The caret::kernlab train() appliance returned better prediction than, for instance, just kernlab::gaussprRadial(), or even tgp::bgp() packages. For both of them I could find the prediction interval.
For example, to pick up the prediction intervals via tgp::bgp(), it could be done typing:
Upper_Bound <- Ozone_Pred$ZZ.q2 #Ozone_Pred - 2 * sigma^2
Lower_Bound <- Ozone_Pred$ZZ.q1 #Ozone_Pred + 2 * sigma^2
Therefore, via caret::kernlab train(), I hope the required standard deviations could be found typing something as
Model_train$...
or maybe, with
Ozone_Pred$...
Moreover, at link: https://stats.stackexchange.com/questions/414079/can-mad-median-absolute-deviation-or-mae-mean-absolute-error-be-used-to-calc,
Stephan Kolassa author explained that we could estimate the prediction intervals through MAE, or even RMSE. But I didn't understand if this is my point, since the MAE I got is just the comparison between Obs x Predicted Ozone data, in this example.

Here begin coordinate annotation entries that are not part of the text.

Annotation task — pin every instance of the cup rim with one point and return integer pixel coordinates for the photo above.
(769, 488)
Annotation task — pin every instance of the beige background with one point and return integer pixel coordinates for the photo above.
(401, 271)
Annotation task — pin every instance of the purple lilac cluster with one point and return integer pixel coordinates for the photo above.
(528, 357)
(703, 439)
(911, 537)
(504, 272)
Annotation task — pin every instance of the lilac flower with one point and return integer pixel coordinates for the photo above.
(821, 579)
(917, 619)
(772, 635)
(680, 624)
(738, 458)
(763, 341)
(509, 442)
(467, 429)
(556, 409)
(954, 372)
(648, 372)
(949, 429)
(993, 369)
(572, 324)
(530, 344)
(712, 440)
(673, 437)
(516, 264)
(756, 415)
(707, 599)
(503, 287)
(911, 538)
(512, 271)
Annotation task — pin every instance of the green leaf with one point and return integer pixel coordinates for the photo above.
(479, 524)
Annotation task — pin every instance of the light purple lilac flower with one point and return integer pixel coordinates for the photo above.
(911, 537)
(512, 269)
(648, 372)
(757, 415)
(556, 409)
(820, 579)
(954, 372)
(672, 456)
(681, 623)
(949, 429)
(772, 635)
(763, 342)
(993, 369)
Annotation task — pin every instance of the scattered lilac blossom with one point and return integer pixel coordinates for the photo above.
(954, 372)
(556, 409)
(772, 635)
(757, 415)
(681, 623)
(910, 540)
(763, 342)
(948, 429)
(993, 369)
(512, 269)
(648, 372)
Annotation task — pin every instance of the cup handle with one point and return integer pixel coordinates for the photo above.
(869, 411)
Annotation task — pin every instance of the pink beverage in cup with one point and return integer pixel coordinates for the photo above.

Please, this solution is very important to me! I think I am near to obtain my main results, but I don't know anymore how to try.
Thanks a lot, friends!
I don't really know how the caret framework works, but getting a prediction interval for a GP regression with a Gaussian likelihood is easy enough to do manually.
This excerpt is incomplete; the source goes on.